By around 1987 Yasmeen Sultana received an official identity card, with her CNIC number. There is reference to a NADRA national identity card having been obtained on 11 November 2009. According to a NADRA Family Registration Certificate issued on 19 November 2012, Yasmeen Sultana was issued with a CNIC number which ended in 589-4. Her date of birth was recorded as 4 January 1968. Her father’s name was recorded as Khair Din and her mother’s name as Razia Begum. A Land Register document for 2011/12 recorded “Yasmeen D/O [daughter of] Khair Din” with a sister “Nazma Bano D/O Khair Din”. When Yasmeen Sultana was issued with a Pakistan passport on 21 November 2013, her CNIC number was the 589-4 number, her date of birth was given as 4 January 1968 and her place of birth as Sahiwal.

9.

Khair Din and Razia Begum had three more daughters, all born in Pakistan. The NADRA Family Registration Certificate issued on 19 November 2012 records their names (and dates of birth) as follows: Shahar Bano (1973), Shabnam Chaudhry (17 August 1977), Khalida Parveen (8 February 1979); the three sisters of Yasmeen Sultana (4 January 1968) and Nazma Din (2 October 1969). In the case of all five, the father’s name is recorded as Khair Din and the mother as Razia Begum.

10.

Khair Din died on 7 June 1986. The Land Register document of 2011/12 records that Khair Din’s inheritance passed to all five daughters (Nuzma Din being recorded as Nazma Bano), and also to Mohammed Yusuf (recorded as Mohammad Yousaf) whose brother Mohammed Younus had by then died.

11.

By March 1987 there had been unsuccessful arrangements by the British Embassy in Islamabad to interview “Nuzma and Yasmeen Din”, the “claimed half sisters” of Mohammed Yusuf who was in the UK and had enlisted the help of his MP here. Steps to bring Nuzma and Yasmeen to the UK had begun a few years earlier. The Oxford-born Yasmeen’s British birth certificate had been changed (the word on the document is “corrected”) on 5 October 1982 to record her mother as having been “Sherifana”.

12.

On 8 March 1991 Yasmeen, the daughter of Khair Din, married Mumtaz Ahmed in Pakistan (Vehari district) at a ceremony solemnized by Hafiz Mohammed Abdullah.

13.

Using a Pakistan passport issued to her on 21 November 2013, Yasmeen Sultana made an online application for entry clearance on 29 November 2013 to come to the United Kingdom. That application was granted on 14 January 2014. The claimant travelled to the United Kingdom on 6 February 2014 on that passport and entry clearance.

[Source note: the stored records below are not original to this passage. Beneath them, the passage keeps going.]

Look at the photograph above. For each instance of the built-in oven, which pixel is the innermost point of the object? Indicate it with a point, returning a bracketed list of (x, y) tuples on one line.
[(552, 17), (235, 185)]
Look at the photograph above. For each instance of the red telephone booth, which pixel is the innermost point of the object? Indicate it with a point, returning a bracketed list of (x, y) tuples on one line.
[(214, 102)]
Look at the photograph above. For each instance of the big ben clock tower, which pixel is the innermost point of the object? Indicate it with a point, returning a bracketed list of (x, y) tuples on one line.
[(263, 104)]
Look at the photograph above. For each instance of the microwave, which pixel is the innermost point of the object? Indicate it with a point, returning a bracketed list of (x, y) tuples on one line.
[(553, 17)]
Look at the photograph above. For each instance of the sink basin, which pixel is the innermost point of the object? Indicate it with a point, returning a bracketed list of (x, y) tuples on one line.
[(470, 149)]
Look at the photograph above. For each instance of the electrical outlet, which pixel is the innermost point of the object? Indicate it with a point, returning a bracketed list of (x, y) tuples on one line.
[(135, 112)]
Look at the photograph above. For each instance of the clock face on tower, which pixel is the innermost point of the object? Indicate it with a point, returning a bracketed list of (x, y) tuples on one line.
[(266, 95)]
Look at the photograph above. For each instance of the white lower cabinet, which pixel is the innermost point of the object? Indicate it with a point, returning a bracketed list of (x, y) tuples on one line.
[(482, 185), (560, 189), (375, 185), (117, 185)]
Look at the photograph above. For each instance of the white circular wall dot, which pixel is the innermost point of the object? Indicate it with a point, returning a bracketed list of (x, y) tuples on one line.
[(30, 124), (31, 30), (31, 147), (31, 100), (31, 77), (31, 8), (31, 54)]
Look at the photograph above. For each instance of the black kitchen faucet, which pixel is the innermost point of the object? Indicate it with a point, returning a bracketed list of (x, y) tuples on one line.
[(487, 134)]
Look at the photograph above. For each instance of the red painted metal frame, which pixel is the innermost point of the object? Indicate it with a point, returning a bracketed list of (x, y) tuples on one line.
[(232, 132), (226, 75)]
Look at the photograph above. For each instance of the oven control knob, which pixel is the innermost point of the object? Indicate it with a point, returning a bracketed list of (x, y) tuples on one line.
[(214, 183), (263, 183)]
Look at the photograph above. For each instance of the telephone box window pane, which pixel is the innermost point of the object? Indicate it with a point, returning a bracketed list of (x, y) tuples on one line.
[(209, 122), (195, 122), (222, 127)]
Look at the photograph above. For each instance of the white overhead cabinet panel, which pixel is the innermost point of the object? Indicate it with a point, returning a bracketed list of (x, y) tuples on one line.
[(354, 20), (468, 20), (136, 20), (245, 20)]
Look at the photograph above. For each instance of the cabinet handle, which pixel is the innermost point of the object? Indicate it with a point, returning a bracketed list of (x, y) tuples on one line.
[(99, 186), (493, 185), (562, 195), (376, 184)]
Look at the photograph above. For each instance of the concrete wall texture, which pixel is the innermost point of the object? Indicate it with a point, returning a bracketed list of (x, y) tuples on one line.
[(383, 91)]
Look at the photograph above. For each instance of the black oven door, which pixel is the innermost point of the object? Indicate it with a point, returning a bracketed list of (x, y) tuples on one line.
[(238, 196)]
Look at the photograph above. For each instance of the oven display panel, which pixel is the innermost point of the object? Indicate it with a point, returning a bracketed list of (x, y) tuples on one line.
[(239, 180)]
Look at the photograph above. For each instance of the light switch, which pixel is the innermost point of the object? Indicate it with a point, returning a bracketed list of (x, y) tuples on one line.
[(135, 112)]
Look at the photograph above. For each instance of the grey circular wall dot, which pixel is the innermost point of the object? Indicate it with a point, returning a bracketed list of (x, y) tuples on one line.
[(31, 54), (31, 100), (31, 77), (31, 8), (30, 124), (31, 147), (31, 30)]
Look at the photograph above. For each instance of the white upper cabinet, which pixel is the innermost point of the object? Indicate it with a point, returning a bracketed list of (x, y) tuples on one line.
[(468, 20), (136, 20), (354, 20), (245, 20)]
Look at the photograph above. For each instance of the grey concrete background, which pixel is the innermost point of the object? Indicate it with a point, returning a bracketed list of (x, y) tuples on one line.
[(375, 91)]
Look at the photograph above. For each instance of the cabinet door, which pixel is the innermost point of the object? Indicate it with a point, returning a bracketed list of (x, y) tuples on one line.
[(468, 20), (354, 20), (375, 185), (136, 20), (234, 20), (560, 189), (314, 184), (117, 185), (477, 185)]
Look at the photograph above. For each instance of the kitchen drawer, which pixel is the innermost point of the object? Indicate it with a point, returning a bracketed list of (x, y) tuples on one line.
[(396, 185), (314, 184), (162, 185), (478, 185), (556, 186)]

The claimant from 1979 onwards

14.

I find as facts that the claimant is the person who: (1) was the new pupil whose 1979 school records described her as Yasmeen Sultana; (2) was later issued with the 589-4 CNIC number; (3) married Mumtaz Ahmed on 8 March 1991; (4) was issued with the Pakistan passport on 21 November 2013; (5) was issued with the United Kingdom entry clearance on 14 January 2014; (6) used that passport and entry clearance to travel to the United Kingdom; (7) is described in the NADRA Family Registration Certificate; and (8) is described in the Land Register document. I find the evidence to be clear, consistent and materially complete on these points and the continuity of them. None of this was challenged by the Secretary of State, who indeed places reliance on it.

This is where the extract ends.